Barbara Kay: IVF for obese women is a wish, not a right
Infertility professionals are divided over the imposition of a “weight cutoff” for those seeking in-vitro fertilization (IVF). Some wonder if denying the treatment to severely obese women isn’t discriminatory, while others see the issue as purely medical, with social tropes like “discrimination” irrelevant.
There seems to be no question of the potential perils in IVF for obese women: preeclampsia, gestational diabetes and premature births associated with elevated rates of birth defects are some of the risks cited in recent obesity-linked research of 7,000 women at the Ottawa Hospital.
The underlying question seems to be: Are women seeking IVF patients or clients? That is, is IVF a medical service akin to a face lift – a surgical procedure performed strictly to enhance one’s quality of life, but one that a surgeon may refuse to do if pre-existing conditions indicate elevated risk – or should we consider parenthood so compelling a human right that technological access to conception must be provided to all comers, risks and all?
Wherever one stands, it makes perfect sense that Canadian women should consider IVF a human right to be funded by the state. After all, our society considers it has a moral obligation to ensure a woman’s absolute right to rid herself of a baby she has conceived naturally, but doesn’t want. So why shouldn’t a woman presume she has the parallel absolute right to the best available shot at having a baby she can’t produce naturally, but does want?

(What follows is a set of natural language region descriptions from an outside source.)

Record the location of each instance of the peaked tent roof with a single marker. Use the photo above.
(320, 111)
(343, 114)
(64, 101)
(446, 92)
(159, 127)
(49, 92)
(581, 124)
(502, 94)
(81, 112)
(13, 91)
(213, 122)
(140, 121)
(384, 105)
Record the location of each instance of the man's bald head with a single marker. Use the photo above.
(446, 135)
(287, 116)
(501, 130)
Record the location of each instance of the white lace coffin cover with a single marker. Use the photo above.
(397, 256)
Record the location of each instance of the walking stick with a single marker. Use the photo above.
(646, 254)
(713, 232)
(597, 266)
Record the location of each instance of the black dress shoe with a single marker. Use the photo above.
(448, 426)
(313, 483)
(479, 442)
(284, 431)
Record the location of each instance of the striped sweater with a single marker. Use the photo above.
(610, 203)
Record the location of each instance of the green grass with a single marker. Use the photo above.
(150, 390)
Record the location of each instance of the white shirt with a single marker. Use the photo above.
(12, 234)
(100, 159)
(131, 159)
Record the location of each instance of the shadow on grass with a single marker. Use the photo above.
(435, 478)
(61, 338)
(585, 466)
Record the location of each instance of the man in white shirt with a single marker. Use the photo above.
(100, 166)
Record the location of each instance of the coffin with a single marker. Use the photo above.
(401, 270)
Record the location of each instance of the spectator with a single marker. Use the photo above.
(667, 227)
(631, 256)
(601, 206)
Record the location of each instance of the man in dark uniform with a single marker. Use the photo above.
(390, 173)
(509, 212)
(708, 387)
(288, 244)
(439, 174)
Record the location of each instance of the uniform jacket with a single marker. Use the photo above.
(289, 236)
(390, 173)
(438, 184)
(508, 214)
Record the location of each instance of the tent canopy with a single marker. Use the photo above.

Trouble is, IVF is not only expensive, it is unreliable. About a third of IVF procedures fail to produce a viable embryo. And in a universal health system, ethical triage should be applied. Just last week, a gay couple in Quebec, where IVF for women has been funded for the last few years, announced a surrogate mother they had contracted with (illegally but that’s not today’s issue) was carrying twins fertilized with their mingled sperm, all paid for by a government that already spends $70 million annually in IVF treatments for women having difficulty conceiving, and for lesbians. That money could have conferred the blessings of palliative care on many suffering terminal patients, to point to one of any number of more humane uses for the funds.
Dr. Jason Min, chair of the clinical practice guidelines committee of the Canadian Fertility and Andrology Society (CFAS), admits there is no consensus in his field: “Right now, many of us are confused as to whether or not we should restrict treatment by weight.” Indeed, the group’s 2011 annual meeting was roiled by heated debate over it.
Former CFAS president Dr. Carl Laskin comes down hard on the medical side: “It is not a discrimination issue…if [obese women] are running risks in pregnancy, why should you be helping them get pregnant?” I agree, but I think Dr. Laskin opens the door here to other cautionary principles.
If couples want to play Russian Roulette with conception, that is their business. It is also their business if they want to pay the high cost of IVF.
For although a certain number of IVF candidates are young women trying to conceive but failing for bona fide medical conditions, the IVF industry only really took off when women started delaying pregnancy past the point of easy conception. Peak fertility ends before age 30. After age 35, conception rates plunge, and by 40, the odds of successful natural conception are slim. Fertility clinics are in large part catering to counter-productive cultural trends. Should the state endorse and encourage such actions?
If couples want to play Russian Roulette with conception, that is their business. It is also their business if they want to pay the high cost of IVF. But if they want the state to pay for their failure to ensure timely attention to starting their families, then professionals’ respect for the scarcity of resources must come into play.
An advocate for inclusion might argue that doctors treat patients whose lung disease is directly linked to their own unhealthy choices. But in such cases the cost of refusal may be patients’ deaths. The cost of refusal to treat choice-linked infertility is merely childlessness, a sad, but not existentially crippling reality. (I say “merely,” because nobody for whom the profound wish to have children is vitally important is foolish enough to ignore the natural window for fulfilling that drive.)
Obesity is not healthy, which is considered a politically incorrect thing to say these days. (There is a subset of Women’s Studies called “Fat Studies,” in which one learns that anything less than “size acceptance” is an offensive social phobia.) Becoming a parent at any age and at any size is a wish, not a human right.